Gore had endeavoured to soothe my feelings. "We were concerned that we simply did not have the management expertise to handle a US acquisition like that. We thought the management of the company would take us to the cleaners. "

In retrospect that statement lays bare the Warburg problem. I suspect Warburg had some of the best people in the City working for it, at least to judge by the way many of them went on to senior positions across the range of leading banks in subsequent years. However, the wrong people were in control. Warburg - like the other British houses - had failed to adjust to the revolution in handling risk in scale in the securities markets. If the management team thought they could not control a US subsidiary, why did they think they would be any more successful running a similar business in London?

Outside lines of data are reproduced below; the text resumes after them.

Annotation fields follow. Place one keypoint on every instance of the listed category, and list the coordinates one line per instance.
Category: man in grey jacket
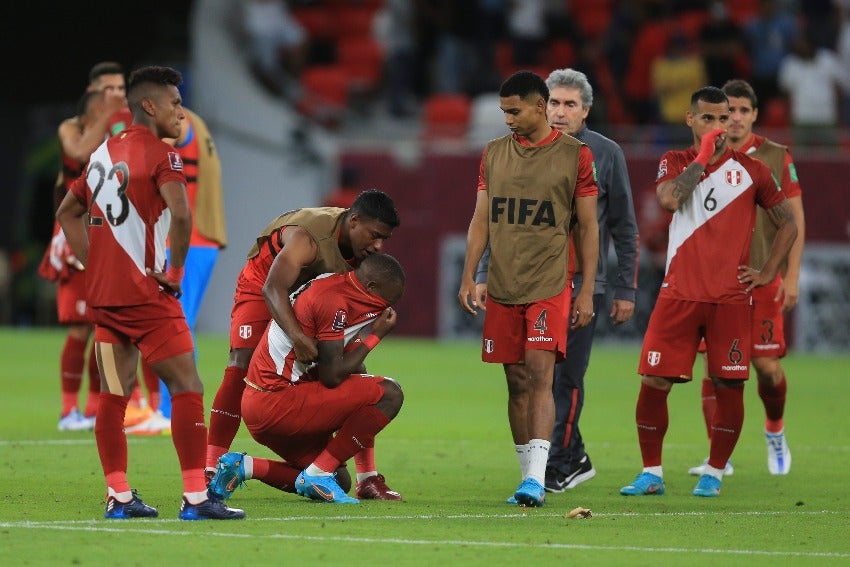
(570, 100)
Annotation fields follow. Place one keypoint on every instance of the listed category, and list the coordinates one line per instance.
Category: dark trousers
(568, 389)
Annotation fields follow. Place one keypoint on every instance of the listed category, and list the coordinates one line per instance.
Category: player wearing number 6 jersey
(713, 193)
(134, 193)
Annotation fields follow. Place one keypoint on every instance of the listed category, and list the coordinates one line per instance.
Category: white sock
(313, 470)
(195, 498)
(248, 465)
(538, 455)
(657, 471)
(122, 497)
(522, 455)
(711, 471)
(363, 476)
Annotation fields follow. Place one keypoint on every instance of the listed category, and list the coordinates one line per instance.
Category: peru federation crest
(733, 177)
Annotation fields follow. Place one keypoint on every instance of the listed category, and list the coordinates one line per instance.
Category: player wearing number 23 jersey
(131, 218)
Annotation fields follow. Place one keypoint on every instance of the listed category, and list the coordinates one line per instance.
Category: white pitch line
(459, 543)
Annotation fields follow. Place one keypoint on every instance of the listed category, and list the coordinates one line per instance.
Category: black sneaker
(582, 471)
(213, 508)
(135, 508)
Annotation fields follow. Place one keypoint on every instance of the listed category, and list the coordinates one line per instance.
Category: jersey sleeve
(482, 179)
(586, 180)
(79, 188)
(170, 168)
(789, 182)
(768, 191)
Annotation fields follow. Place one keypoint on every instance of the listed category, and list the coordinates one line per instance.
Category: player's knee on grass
(393, 398)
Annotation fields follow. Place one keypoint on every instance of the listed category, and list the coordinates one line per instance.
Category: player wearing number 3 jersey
(713, 193)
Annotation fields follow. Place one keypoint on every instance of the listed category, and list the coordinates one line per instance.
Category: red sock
(357, 431)
(773, 398)
(276, 474)
(709, 404)
(94, 384)
(152, 385)
(71, 363)
(364, 460)
(136, 396)
(189, 433)
(726, 428)
(225, 414)
(652, 420)
(111, 440)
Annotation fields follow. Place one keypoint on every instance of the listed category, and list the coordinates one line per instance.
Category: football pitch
(449, 453)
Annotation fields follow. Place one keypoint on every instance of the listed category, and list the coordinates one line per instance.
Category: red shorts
(768, 327)
(768, 321)
(248, 320)
(510, 330)
(159, 330)
(71, 299)
(674, 332)
(298, 421)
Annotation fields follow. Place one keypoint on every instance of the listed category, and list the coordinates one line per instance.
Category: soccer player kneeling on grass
(318, 416)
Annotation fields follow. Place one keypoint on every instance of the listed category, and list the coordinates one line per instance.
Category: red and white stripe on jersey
(129, 218)
(710, 233)
(329, 307)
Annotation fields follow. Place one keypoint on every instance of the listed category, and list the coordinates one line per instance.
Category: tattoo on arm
(781, 213)
(685, 184)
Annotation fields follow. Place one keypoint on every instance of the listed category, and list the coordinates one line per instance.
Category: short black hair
(711, 95)
(383, 268)
(85, 102)
(739, 88)
(377, 205)
(105, 68)
(523, 84)
(150, 75)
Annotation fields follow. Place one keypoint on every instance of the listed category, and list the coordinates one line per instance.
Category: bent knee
(393, 394)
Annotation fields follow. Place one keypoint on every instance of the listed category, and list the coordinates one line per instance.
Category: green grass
(450, 454)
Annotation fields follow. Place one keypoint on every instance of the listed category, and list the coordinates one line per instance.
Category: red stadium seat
(325, 93)
(446, 115)
(363, 61)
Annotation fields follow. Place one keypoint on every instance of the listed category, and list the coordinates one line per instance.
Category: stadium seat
(487, 121)
(354, 21)
(362, 58)
(446, 115)
(325, 93)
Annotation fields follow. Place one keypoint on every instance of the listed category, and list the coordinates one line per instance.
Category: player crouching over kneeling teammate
(317, 417)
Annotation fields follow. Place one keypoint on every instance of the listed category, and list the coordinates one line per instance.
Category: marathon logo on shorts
(733, 177)
(340, 319)
(653, 357)
(176, 161)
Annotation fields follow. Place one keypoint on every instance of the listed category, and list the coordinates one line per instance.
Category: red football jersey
(710, 234)
(129, 220)
(330, 307)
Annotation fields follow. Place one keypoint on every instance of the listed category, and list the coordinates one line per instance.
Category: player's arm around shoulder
(299, 250)
(336, 363)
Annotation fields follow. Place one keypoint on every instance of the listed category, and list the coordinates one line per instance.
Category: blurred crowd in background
(424, 63)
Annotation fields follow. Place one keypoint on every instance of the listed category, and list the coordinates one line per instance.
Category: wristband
(174, 274)
(371, 341)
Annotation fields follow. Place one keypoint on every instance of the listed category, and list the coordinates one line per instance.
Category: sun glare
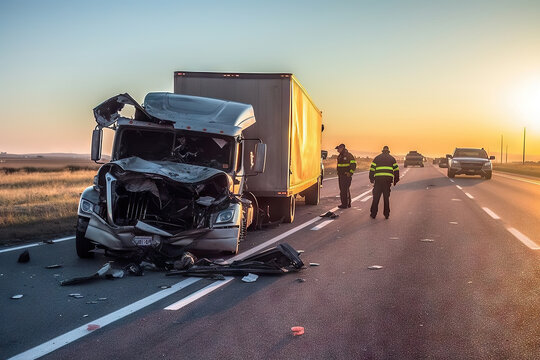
(525, 101)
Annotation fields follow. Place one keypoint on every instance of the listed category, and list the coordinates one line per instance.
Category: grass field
(529, 169)
(40, 205)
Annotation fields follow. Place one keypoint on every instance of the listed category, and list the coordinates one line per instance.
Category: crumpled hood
(472, 160)
(181, 173)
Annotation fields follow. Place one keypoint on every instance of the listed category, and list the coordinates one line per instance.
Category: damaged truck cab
(176, 179)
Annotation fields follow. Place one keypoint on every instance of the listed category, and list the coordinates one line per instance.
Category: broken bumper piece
(129, 238)
(279, 260)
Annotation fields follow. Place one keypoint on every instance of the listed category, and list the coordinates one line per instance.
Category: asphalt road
(460, 279)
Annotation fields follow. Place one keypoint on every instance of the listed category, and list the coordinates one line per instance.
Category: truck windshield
(476, 153)
(177, 146)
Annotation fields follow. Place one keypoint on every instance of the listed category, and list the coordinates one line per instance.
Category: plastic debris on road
(24, 257)
(54, 266)
(250, 278)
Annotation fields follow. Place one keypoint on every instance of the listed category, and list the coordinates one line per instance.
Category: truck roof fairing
(200, 113)
(182, 111)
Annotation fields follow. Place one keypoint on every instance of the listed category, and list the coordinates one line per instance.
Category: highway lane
(454, 284)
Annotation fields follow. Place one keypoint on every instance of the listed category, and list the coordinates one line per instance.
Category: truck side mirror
(260, 158)
(97, 139)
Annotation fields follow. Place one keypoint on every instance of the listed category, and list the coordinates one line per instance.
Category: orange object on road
(297, 330)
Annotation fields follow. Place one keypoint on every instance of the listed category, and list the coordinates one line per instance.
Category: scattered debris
(78, 280)
(54, 266)
(330, 214)
(250, 278)
(24, 257)
(279, 260)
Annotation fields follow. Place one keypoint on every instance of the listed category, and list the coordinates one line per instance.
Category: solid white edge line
(524, 239)
(517, 178)
(321, 225)
(36, 244)
(59, 341)
(491, 213)
(199, 294)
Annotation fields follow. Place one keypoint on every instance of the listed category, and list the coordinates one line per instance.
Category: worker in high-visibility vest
(345, 169)
(384, 172)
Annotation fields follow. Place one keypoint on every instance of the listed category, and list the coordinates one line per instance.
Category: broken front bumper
(129, 238)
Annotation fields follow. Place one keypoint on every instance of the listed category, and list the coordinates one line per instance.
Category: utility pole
(501, 148)
(524, 133)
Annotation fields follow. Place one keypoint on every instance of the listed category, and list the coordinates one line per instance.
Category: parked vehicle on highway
(470, 161)
(178, 176)
(414, 158)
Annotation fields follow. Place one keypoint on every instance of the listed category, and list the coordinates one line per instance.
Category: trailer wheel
(82, 244)
(313, 193)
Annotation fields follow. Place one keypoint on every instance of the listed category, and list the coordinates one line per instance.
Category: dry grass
(40, 204)
(529, 169)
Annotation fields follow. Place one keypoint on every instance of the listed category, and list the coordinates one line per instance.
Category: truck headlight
(225, 216)
(86, 206)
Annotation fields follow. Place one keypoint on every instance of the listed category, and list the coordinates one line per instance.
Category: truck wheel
(313, 193)
(83, 245)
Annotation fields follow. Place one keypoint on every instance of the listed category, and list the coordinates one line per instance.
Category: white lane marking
(321, 225)
(491, 213)
(103, 321)
(518, 178)
(36, 244)
(524, 239)
(199, 294)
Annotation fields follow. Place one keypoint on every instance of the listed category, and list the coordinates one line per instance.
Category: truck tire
(82, 244)
(313, 193)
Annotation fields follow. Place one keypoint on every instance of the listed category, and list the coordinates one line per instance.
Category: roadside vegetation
(529, 168)
(40, 203)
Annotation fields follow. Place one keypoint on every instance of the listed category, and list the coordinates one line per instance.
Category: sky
(414, 75)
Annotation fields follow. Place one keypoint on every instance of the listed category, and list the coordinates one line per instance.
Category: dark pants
(382, 186)
(344, 189)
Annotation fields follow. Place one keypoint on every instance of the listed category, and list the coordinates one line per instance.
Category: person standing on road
(345, 169)
(383, 172)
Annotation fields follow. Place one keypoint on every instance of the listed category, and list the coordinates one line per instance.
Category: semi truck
(193, 171)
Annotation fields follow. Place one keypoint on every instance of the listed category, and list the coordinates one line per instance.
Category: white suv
(470, 161)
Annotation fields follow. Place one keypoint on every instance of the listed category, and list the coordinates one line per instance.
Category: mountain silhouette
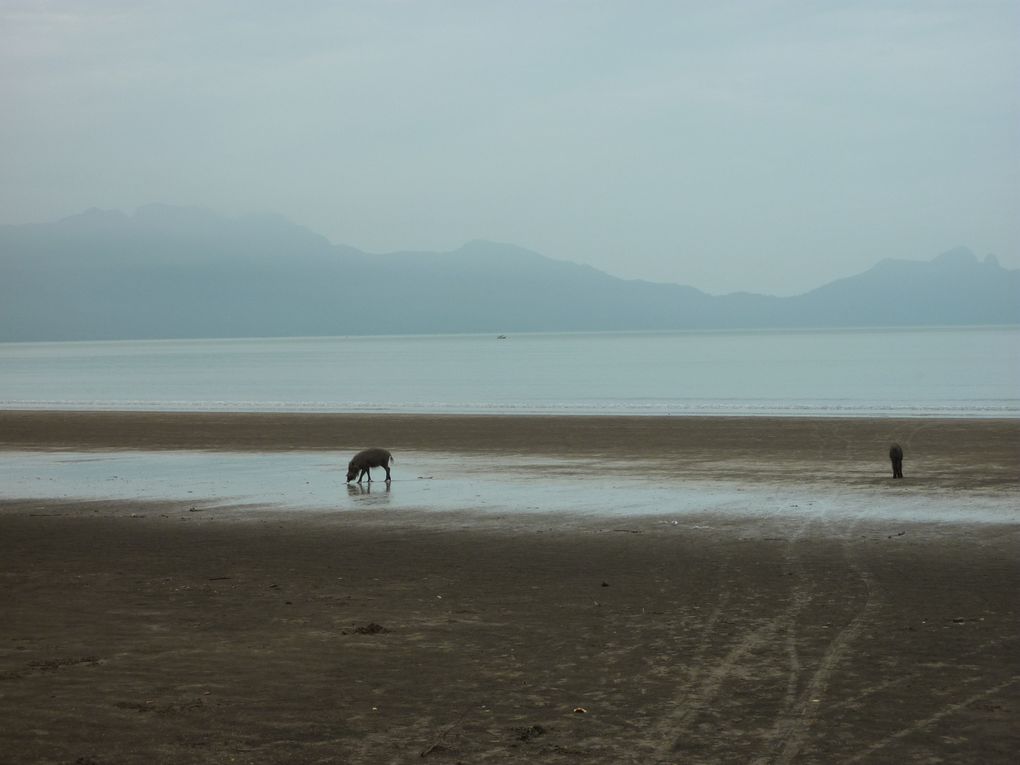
(168, 271)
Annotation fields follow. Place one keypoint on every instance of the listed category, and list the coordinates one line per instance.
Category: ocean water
(923, 372)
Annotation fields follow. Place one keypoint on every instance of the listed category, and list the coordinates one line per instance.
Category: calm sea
(884, 372)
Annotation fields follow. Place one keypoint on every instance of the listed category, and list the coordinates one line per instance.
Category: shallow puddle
(429, 481)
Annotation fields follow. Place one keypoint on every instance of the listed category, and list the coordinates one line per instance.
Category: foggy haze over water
(884, 372)
(728, 146)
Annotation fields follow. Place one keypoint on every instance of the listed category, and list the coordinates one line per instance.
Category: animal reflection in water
(362, 463)
(364, 490)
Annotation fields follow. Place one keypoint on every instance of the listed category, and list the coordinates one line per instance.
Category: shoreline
(939, 454)
(138, 634)
(141, 630)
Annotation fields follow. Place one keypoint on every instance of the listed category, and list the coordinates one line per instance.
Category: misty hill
(186, 272)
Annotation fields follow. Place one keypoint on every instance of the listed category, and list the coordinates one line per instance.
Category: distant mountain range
(186, 272)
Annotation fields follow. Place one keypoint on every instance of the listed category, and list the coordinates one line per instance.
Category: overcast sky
(760, 146)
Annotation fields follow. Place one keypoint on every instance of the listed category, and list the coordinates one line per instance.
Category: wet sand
(139, 631)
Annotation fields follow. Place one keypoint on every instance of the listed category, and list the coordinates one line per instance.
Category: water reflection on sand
(428, 481)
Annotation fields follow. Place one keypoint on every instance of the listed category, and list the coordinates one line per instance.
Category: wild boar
(896, 455)
(362, 462)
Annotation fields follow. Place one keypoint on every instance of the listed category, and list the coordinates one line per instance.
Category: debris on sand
(529, 732)
(370, 628)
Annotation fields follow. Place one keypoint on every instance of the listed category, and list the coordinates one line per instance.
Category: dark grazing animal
(362, 462)
(896, 455)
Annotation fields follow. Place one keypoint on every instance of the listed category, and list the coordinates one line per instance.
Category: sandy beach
(145, 630)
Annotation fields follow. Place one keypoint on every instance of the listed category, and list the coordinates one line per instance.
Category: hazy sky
(762, 146)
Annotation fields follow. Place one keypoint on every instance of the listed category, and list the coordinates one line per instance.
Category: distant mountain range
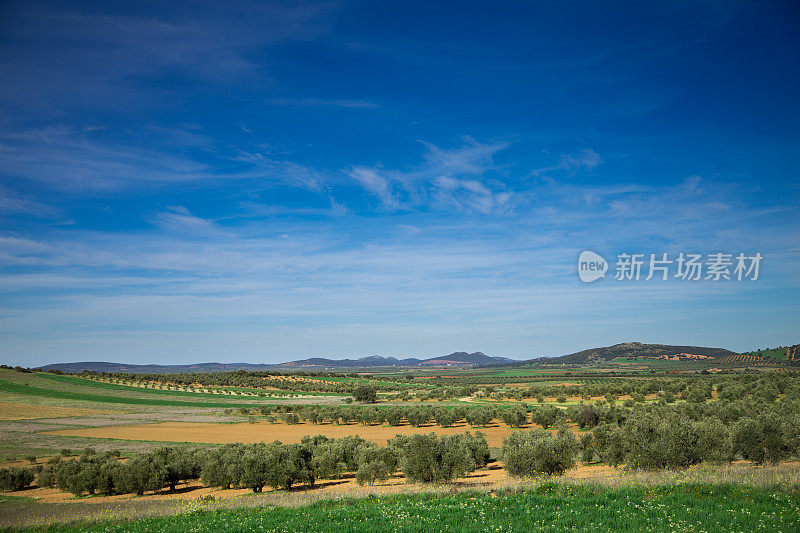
(630, 350)
(454, 359)
(637, 349)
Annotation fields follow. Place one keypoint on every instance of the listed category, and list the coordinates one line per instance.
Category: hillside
(374, 361)
(634, 350)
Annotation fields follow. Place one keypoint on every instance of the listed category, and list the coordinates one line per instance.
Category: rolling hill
(374, 361)
(635, 350)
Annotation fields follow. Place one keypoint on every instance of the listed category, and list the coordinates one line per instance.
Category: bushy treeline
(662, 437)
(254, 380)
(418, 415)
(424, 458)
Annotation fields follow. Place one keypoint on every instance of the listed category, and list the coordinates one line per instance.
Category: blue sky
(268, 181)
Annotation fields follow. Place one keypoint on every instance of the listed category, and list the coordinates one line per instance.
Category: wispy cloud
(178, 219)
(324, 102)
(450, 179)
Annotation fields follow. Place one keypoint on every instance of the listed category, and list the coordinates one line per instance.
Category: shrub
(15, 478)
(611, 444)
(545, 416)
(587, 417)
(515, 416)
(429, 459)
(365, 394)
(528, 453)
(446, 417)
(655, 442)
(174, 465)
(714, 441)
(482, 416)
(748, 440)
(291, 418)
(394, 416)
(375, 464)
(417, 416)
(220, 467)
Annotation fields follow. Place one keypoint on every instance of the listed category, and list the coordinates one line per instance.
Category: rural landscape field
(378, 266)
(675, 439)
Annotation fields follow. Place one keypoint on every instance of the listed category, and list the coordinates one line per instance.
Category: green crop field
(550, 507)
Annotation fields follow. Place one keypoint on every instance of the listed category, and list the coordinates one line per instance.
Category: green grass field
(550, 507)
(21, 389)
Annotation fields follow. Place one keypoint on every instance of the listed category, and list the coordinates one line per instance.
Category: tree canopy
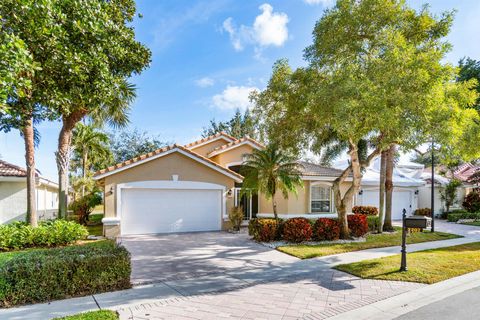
(239, 126)
(374, 72)
(126, 145)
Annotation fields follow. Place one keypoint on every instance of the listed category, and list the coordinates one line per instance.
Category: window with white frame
(320, 198)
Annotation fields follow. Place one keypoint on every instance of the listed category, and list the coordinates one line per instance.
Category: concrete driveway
(158, 258)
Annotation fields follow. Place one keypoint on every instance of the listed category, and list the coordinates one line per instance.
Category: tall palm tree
(90, 147)
(270, 170)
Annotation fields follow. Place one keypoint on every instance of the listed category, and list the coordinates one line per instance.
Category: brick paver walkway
(316, 295)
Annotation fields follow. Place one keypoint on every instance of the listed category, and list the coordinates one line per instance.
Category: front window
(320, 198)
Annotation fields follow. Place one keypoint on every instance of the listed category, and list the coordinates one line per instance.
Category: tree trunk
(63, 158)
(381, 209)
(28, 136)
(387, 226)
(274, 202)
(84, 171)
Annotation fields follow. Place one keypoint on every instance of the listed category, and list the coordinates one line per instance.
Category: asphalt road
(462, 306)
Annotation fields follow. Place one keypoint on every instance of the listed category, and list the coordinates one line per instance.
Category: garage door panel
(165, 211)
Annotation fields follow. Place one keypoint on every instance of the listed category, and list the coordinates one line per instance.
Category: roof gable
(235, 144)
(163, 152)
(219, 136)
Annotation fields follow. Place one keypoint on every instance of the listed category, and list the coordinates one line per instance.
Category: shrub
(427, 212)
(83, 206)
(373, 223)
(326, 229)
(454, 217)
(264, 230)
(50, 274)
(358, 225)
(235, 215)
(297, 230)
(366, 210)
(471, 202)
(48, 234)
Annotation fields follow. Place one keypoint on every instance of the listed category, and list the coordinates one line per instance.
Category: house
(462, 173)
(13, 194)
(406, 186)
(185, 188)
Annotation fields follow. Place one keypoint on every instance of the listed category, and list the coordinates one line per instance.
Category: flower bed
(301, 230)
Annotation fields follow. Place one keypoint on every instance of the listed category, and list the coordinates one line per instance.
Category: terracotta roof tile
(163, 150)
(312, 169)
(203, 140)
(11, 170)
(233, 144)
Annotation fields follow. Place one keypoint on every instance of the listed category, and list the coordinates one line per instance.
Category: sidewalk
(298, 275)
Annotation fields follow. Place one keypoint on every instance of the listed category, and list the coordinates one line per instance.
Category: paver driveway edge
(396, 306)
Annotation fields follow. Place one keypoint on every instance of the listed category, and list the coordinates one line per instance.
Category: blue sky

The over-wieldy board of nearly 30 representatives was dominated by corporate finance specialists only a handful of whom understood the nature of risk instruments, or even the fixed interest environment. As Cairns later observed to me about the decision to scale up fixed interest in early 1994: "I have never been in that business and as the verdict stands we were guessing what to do."

So the corporate finance executives were in effective charge of a rapidly changing securities environment they did not understand. At the same time, ironically, the wrong corporate financiers were in charge of corporate finance. They understood how to craft transactions on a bespoke basis; they were extremely reluctant to allow teams to be built which could operate with clients on a volume basis, turning the activity into the marketing-oriented business it became under the Swiss. The costs of running a business in this bespoke way meant, in turn, that the earnings each expensive executive made were too low to allow competitive bonuses to be paid, so the bank became vulnerable to staff poaching.

The Swiss formula proved remarkably effective. Traders were put on top of the bank and marketing specialists, running sector teams, in effect took over the corporate finance department. It is easy to be wise after the event but it should not have been difficult for Warburg to execute this transformation in the early 1990s; even a relative paucity of capital could presumably have been remedied through some judicious fund-raising.

My hunch is that Cairns had concluded that he would not be able to overcome the internal resistance to the necessary changes and he saw the tight Morgan Stanley management team as the way to make them. "Well, David," he greeted me on the afternoon the proposed merger with Morgan Stanley was announced, "Is that bold enough for you then?" This was the reason that David Scholey and he were so determined to press ahead, despite being caught out by the leaks.

It is possible to take an entirely contrary view of the Warburg collapse and welcome, in particular, the speed with which it took place. This meant that, lurid headlines apart, not much fundamental damage had been done to Warburg's business infrastructure before the Swiss inherited it. They had less to repair and more to leverage. It means that today there is at least one foreign investment bank making a real success of working its way into the tightly controlled US domestic market.

David Freud retired as vice-chairman of investment banking at UBS in 2003, having spent 20 years with the bank and its predecessor, S G Warburg. Freud in the City by David Freud is published by Bene Factum Publishing, May 2006; 390 pages; hardback, £18.

Dressed for the kill

"You're working for SBC Warburg now," the Warburg workforce was told. "We have a casual clothes policy." So on the Monday, three distinct groups of people arrived at work. The first were the SBC traders in their elegant chinos and £100 shirts. The second were the Warburg die-hards who had always worn a suit and were damned if they were going to change now. The third group had searched through their wardrobe for casual gear and selected what they could find, which was their bonfire gear. I suspect the most horrified group in the room were the SBC traders who found themselves surrounded by tramps.